Christie, who recently traveled to Ukraine, reminded the audience of the atrocities committed by Russian troops in Ukraine, and of the many thousands of Ukrainian children who have been taken from Ukraine and resettled in Russia. “If we don’t stand up against this type of autocratic killing in the world, we will be next,” Christie said.
Pence rebutted Ramaswamy’s claim that US aid to Ukraine is detracting from the country’s ability to address its own problems, saying, “Anybody that thinks that we can’t solve the problems here in the United States and be the leader of the free world has a pretty small view of the greatest nation on Earth. We can do both.” Haley, who also served as US ambassador to the United Nations during the Trump administration, noted that aid to Ukraine has totaled only about 3.5% of the overall US military budget. She also attacked Ramaswamy for a number of his stated positions on foreign policy, including his public statement that he would not object to China’s hostile takeover of Taiwan after 2028.

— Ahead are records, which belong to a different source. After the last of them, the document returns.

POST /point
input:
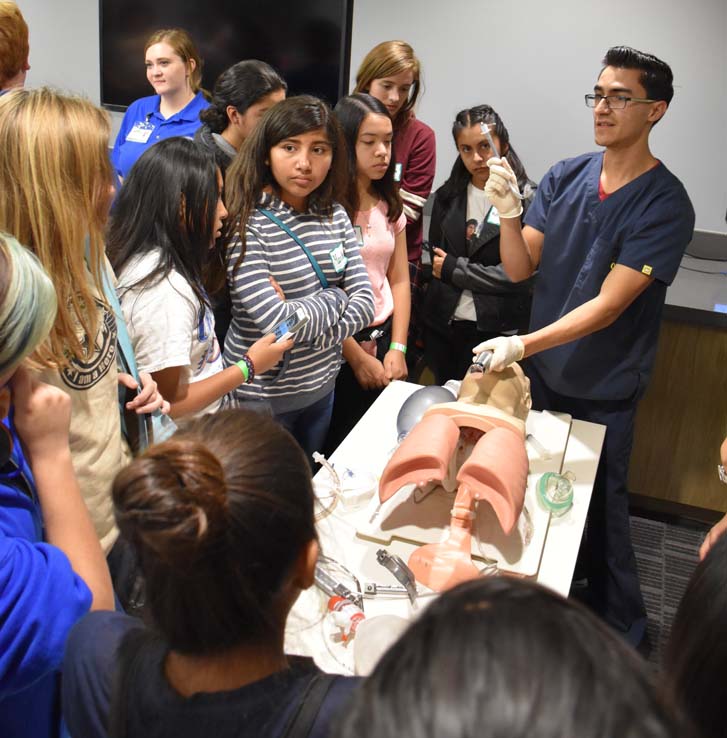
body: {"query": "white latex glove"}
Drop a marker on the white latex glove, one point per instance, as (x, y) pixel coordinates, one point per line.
(498, 188)
(506, 350)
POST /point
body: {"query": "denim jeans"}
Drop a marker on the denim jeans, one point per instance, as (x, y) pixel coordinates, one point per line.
(309, 425)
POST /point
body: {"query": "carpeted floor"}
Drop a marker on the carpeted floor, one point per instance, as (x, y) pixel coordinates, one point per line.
(667, 554)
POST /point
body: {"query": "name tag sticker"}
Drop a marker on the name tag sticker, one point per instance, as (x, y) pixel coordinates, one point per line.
(493, 217)
(359, 235)
(140, 132)
(338, 257)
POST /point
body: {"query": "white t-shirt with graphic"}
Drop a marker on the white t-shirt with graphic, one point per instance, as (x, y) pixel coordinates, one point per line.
(477, 208)
(167, 324)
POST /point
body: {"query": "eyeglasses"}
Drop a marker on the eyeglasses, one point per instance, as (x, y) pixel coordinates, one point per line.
(614, 102)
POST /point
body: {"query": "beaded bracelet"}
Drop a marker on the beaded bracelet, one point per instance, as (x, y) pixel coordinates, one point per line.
(246, 366)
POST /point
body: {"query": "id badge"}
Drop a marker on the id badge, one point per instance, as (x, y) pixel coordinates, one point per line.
(338, 257)
(140, 132)
(493, 217)
(359, 235)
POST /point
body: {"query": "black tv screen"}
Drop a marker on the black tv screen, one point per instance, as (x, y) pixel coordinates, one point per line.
(307, 41)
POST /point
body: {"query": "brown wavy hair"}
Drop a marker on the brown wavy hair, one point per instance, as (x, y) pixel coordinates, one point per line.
(385, 60)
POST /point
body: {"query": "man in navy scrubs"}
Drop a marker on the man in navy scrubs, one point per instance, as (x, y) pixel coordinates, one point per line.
(607, 231)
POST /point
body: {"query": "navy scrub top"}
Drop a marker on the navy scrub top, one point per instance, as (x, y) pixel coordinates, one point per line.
(645, 225)
(144, 125)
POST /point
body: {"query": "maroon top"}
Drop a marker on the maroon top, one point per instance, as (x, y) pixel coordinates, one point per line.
(414, 153)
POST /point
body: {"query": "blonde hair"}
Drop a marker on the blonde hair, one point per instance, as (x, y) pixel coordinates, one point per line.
(184, 48)
(55, 179)
(386, 60)
(14, 47)
(27, 303)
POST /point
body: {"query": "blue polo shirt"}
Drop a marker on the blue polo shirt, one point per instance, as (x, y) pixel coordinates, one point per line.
(144, 125)
(41, 598)
(645, 225)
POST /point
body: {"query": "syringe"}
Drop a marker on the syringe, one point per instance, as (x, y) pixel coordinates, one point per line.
(485, 127)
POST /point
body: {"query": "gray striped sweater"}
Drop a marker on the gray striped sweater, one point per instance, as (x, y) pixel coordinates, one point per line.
(308, 371)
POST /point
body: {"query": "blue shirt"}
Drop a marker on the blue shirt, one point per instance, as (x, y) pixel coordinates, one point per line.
(155, 709)
(645, 225)
(40, 599)
(145, 126)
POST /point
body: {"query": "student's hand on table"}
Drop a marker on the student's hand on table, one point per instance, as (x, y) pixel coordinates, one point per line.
(266, 354)
(149, 398)
(369, 372)
(498, 188)
(395, 365)
(506, 350)
(437, 261)
(717, 530)
(42, 415)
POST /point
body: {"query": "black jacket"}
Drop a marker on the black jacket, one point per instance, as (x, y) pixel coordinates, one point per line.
(500, 305)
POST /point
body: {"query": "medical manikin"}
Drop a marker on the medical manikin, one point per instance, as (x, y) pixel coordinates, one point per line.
(476, 446)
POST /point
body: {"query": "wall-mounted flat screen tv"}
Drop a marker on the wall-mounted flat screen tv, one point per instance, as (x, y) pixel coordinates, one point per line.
(307, 41)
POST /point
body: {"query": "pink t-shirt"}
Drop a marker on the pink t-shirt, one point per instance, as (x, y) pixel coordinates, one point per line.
(379, 235)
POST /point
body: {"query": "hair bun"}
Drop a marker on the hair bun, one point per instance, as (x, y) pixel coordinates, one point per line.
(173, 499)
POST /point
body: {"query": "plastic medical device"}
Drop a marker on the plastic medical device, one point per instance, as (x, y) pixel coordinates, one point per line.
(490, 411)
(485, 127)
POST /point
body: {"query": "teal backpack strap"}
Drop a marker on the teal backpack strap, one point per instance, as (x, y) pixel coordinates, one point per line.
(312, 259)
(161, 426)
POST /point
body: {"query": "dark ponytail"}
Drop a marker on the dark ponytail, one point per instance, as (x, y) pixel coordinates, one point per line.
(218, 516)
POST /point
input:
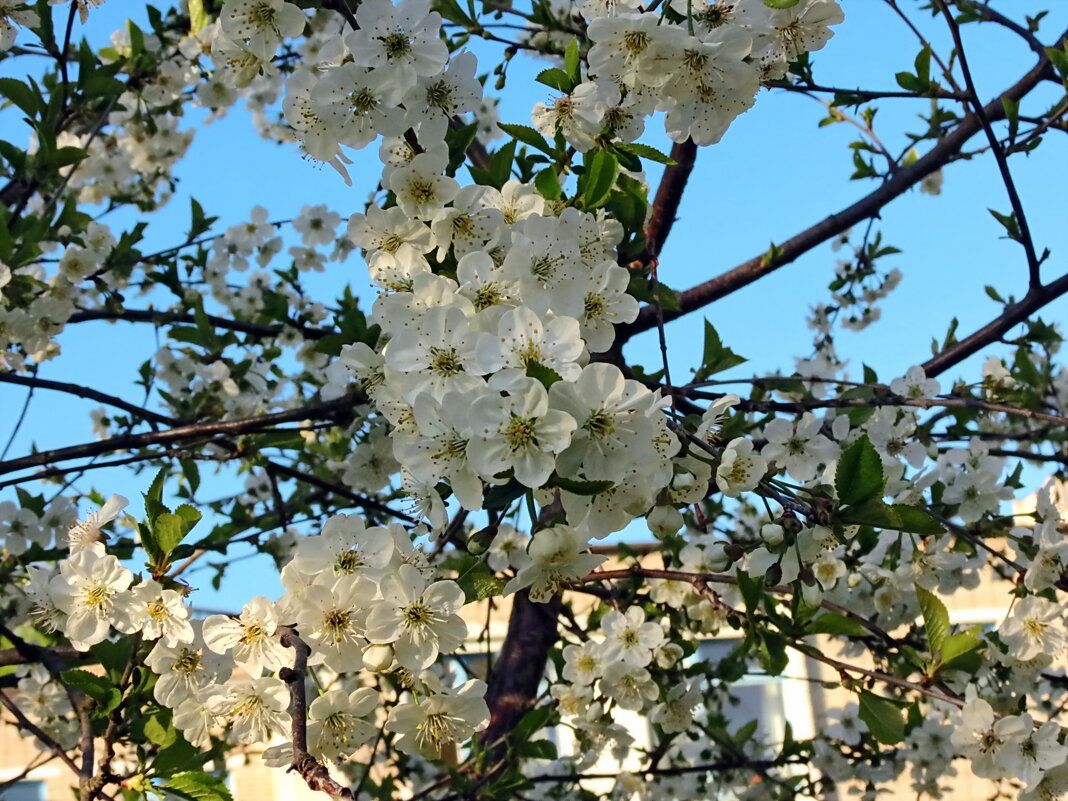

“He wants to hand Ukraine to Russia,” Haley said. “He wants to let China eat Taiwan. He wants to go and stop funding Israel. You don’t do that to friends. What you do instead is, you have the backs of your friends. Ukraine is the front line of defense.” Ramaswamy retorted by suggesting that Haley is hoping to join the boards of US military contractors Lockheed Martin and Raytheon, who manufacture much of the equipment the US has sent to Ukraine. Haley pointed out that she has no affiliation with either company and added, “You have no foreign policy experience, and it shows.”
In an interview with conservative commentator Tucker Carlson that was released on the social media platform X, formerly known as Twitter, Trump only briefly addressed the conflict in Ukraine. While criticizing President Joe Biden for going on vacation, he said, “He’s supposed to be working. He’s supposed to be getting us out of that horrible, horrible war that we’re very much involved in with Russia and Ukraine.” Trump went on to call for an end to the war. He also claimed that he could stop it “easily,” and that Russia never would have invaded Ukraine if he had been president. He offered no evidence for either claim.
Politics aside, experts told VOA that continued US aid to Ukraine is essential to the country’s struggle against Russia, and that cutting it off would have major consequences. In an email exchange, Nicholas Lokker, a research associate in the Transatlantic Security Program at the Center for a New American Security, told VOA that US support is “critical” to Ukraine’s continued defense. “Washington has so far provided the most military aid of any country by a wide margin. And without this aid, it is quite likely that Ukrainian forces would be in much worse shape than they are now,” he said.
“The United States has also had a very important role in coordinating aid deliveries from more than 40 countries through its leadership of the Ukraine Defense Contact Group, without which Kyiv would be less likely to receive the type of support that it needs most,” he added. Gian Gentile, a retired US Army colonel who now serves as associate director of the RAND Corporation’s Army Research Division, told VOA that a withdrawal of US support would be “a disaster” for Ukraine. He said it could entail cutting off not just money and materiel, but training for Ukrainian forces. “The whole Ukrainian offensive would stop,” he said. “They would have to try to consolidate what they have and move into a defensive standpoint across the board.”
But the damage might not stop there, he said. “If Russia knows that there’s no US support, that might be enough for them to begin their own major counteroffensive or offensive operations to retake what they’ve lost,” Gentile said. “And without US support [for Ukraine], [Russia] could be pretty damned successful.”